2022 young adult novel by Akwaeke Emezi

Bitter is a young adult novel written by Nigerian writer Akwaeke Emezi and published by Knopf on 15 February 2022. A prequel to Emezi's Pet, Bitter tells the story of a Black teenage girl living in a city troubled by constant protests and violence.

== Plot ==
Bitter spent a majority of her youth in foster care. She was very thrilled when she was chosen to join Eucalyptus, a special school where she can focus on her painting while being surrounded by other exceptional kids. The regular social justice protests in the streets outside her school, on the other hand, give her concern. She escapes by drawing animals and bringing them to life. This hidden painting world allows her to escape reality, until one of her creatures develops venom and becomes violent. Bitter must do everything she can to stop the monster she made.

== Background ==
When Emezi first began writing Pet in 2017, they had planned for it to be part of a trilogy but eventually gave up on the idea. For Bitter, Emezi "wanted to write about revolution but community" and how people who might want to help don't necessarily need to be in the forefront.

== Reception ==
Kirkus Reviews gave the book a starred review, in which they highlight the "timely tension" present in Emezi's writing as the characters must decide "when and how to act in the face of unjustifiable state violence, among other societal atrocities." In addition, the reviewer noted how the various queer characters "receive love and support" from those around them. Publishers Weekly praised the characters, especially due to having "the agency to define the future for themselves and their city." They also called the main character, Bitter, "all the more memorable for her complexity."

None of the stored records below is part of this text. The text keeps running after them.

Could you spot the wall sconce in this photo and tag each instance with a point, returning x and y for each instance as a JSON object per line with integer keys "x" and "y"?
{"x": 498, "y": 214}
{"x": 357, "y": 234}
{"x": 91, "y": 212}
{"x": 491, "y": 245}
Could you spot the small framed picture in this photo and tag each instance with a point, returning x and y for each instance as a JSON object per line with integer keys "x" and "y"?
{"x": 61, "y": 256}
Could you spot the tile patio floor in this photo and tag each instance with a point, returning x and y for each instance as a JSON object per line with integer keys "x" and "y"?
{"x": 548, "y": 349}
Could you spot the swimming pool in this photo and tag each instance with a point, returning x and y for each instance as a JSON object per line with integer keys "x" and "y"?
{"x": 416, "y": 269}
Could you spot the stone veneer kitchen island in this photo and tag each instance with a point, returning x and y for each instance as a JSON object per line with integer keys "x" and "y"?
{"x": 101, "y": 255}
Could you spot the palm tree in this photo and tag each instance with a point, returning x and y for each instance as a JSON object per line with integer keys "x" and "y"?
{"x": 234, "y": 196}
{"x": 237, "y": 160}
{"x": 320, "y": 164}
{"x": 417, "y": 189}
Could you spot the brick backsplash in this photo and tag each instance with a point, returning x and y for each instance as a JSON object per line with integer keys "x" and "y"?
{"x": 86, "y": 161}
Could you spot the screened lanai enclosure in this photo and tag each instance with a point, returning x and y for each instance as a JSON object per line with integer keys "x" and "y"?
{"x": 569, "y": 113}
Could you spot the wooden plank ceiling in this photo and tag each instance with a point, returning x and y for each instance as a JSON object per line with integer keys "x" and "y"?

Natalie Berglind, who reviewed for The Bulletin of the Center for Children's Books, called the novel timely due to "its mostly Black cast and escalating protests against an unjust world." Berglind also noted how it attempts to tackle the subject of using violence as "the means of disrupting long held power dynamics" and how the author does not provide an answer to related questions but instead hopes to provoke "thoughtful discussion." They conclude by saying "the ending is abrupt" but "offers tempered optimism to the teen who [...] feels immense frustration with a world unconcerned about their future."

Susan Harari, writing for Massachusetts' Youth Services Book Review, gives it 5 stars (out of 5) and recommends the book to "Readers who can appreciate Emezi’s subtlety and will be satisfied exploring questions with no easy answers;" she also suggested high schools and public libraries acquire the book.